Children’s Day of Art

Partly in response to the trend to cut arts from the schools, and to offer the talents of the church locally, St. Peter’s Episcopal Church in Morristown, NJ offers A Day of Art.

On May 12, up to 90 youngsters ages 6 to 13 will rotate through workshops led by regional artists in cartooning, drama, poetry, pottery, eco-sculpture and music during a Children’s Day of Art in Morristown, New Jersey. They’ll have a chance to dabble in some edible art with Chef Melody of The Main Event during lunch, and the day will end with a reception for the young artists, their parents and the instructors.

Grace Memorial Church in Portland OR also offers art for children and youth at their 7 week long Art Camp:

Fifteen years ago, taking note of a lack of art in our neighborhood, we launched Grace Art Camp. It has grown into a thriving seven-week art program, telling stories from cultures around the world and teaching local children to engage these stories through various art forms.

In 2010, Grace Art Camp stumbled upon a new vision. As students engaged Caribbean stories through art – including crafting little glass rings – the people of Haiti were in need. These tandem stories of Caribbean art in Portland and need in Haiti sparked Mother Esme’s imagination. “Grace Art Camp,” she thought, “is ready to move out into the cultures it embraced s each year and create relationships.” So, Grace Art Camp sold those little glass rings, raising $11,500 to help our friends in Haiti.

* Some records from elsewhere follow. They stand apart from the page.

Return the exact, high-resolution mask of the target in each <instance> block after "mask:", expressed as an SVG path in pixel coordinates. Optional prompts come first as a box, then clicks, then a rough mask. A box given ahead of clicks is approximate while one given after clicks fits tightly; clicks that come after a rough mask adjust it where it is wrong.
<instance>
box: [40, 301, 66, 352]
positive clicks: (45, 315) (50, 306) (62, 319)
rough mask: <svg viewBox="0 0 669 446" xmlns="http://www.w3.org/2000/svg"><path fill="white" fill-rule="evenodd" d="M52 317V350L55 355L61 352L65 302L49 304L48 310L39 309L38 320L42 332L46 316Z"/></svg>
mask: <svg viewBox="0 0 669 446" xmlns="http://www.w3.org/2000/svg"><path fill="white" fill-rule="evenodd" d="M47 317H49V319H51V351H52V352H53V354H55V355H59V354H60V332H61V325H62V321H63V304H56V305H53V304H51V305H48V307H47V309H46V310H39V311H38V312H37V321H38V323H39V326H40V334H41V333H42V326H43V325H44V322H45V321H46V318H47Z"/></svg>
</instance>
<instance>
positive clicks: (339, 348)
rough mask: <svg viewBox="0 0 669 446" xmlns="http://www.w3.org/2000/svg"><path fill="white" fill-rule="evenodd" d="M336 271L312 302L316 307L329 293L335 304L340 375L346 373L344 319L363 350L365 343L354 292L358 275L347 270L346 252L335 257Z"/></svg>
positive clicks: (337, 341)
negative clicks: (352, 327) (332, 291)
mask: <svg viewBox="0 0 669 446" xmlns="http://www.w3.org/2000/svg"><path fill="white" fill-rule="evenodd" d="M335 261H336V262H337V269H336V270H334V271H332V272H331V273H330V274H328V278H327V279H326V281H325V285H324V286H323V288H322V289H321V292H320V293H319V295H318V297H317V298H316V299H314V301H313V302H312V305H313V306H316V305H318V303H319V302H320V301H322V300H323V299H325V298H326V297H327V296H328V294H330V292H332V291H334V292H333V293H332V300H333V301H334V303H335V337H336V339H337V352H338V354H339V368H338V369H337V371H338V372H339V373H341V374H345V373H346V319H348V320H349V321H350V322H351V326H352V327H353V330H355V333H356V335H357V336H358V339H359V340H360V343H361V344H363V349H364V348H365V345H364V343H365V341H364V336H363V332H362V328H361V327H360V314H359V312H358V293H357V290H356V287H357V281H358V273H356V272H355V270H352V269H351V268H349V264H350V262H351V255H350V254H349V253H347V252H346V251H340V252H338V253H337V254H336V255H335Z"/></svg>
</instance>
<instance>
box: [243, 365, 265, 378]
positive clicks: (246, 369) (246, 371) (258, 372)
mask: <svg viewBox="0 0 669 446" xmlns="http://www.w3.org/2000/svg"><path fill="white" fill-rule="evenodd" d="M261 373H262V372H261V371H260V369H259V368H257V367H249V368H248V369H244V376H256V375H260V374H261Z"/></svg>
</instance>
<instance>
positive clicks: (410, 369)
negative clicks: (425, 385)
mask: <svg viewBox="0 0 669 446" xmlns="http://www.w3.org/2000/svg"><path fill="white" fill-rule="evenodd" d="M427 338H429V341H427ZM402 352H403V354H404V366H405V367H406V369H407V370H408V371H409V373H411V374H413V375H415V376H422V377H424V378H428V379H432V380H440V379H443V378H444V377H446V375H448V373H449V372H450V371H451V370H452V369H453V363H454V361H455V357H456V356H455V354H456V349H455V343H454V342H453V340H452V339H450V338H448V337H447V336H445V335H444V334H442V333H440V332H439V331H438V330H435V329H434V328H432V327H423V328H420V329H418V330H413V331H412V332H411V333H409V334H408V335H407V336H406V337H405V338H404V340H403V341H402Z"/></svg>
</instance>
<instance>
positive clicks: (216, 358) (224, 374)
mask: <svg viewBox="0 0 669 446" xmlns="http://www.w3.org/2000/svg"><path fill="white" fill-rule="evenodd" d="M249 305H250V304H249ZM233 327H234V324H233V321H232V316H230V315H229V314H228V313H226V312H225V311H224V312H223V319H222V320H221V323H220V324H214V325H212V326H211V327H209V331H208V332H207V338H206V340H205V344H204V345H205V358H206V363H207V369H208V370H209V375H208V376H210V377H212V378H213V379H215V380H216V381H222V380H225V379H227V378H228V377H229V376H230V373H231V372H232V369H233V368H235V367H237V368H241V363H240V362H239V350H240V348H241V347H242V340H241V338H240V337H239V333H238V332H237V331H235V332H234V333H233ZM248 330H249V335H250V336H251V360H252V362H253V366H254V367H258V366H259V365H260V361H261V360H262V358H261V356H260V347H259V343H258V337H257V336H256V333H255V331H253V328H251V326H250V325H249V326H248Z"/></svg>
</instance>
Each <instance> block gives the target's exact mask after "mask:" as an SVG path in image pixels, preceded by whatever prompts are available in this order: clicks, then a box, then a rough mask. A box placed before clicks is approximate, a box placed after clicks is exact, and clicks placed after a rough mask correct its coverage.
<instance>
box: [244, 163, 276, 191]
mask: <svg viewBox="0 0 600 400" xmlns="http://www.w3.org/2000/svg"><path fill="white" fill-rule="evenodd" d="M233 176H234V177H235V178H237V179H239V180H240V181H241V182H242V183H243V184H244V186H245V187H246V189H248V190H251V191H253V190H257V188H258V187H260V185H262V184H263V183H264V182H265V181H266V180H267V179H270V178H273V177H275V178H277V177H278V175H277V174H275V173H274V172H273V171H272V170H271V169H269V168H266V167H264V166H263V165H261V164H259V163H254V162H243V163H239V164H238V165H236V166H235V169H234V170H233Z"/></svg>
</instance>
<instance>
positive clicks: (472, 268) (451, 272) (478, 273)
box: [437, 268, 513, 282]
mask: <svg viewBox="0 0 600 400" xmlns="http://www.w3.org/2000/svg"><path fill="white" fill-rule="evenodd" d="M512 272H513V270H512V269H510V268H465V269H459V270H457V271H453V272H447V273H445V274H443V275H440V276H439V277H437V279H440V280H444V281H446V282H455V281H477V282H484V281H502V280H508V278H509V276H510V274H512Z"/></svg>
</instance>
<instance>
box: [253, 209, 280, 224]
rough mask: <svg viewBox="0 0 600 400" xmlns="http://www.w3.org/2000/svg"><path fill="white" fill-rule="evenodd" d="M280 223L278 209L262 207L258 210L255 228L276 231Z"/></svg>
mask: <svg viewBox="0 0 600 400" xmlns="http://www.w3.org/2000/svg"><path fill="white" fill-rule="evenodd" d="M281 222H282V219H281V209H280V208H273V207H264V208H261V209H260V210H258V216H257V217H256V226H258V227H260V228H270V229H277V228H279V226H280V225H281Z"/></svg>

We knew this connection with the cultures we embraced needed to continue. So, in preparation for 2011’s camp, Tales of the Serengeti, we decided to partner with Grace and Paul Kuto, who have been working in Kenya for over 30 years, to build a community center in Chwele village. We also connected with the Duraja Academy, a school for Kenyan girls from war torn situations. Specifically, we connected with a girl named Naomi who dreams of becoming a lawyer because she “believes in justice for all people.”

During 2011’s seven-week art camp, we made and sold rafiki (friendship) bracelets, raising $7,500 which we split between the Chwele village community center and Naomi’s tuition at the Duraja academy. However, we wanted to go beyond simply raising and sending money; we wanted real connections! So we decided to engage in a letter-writing and art exchange with our new friends in Kenya.

These programs are a great way to connect with the neighborhood children near your church as well as offering the arts to kids.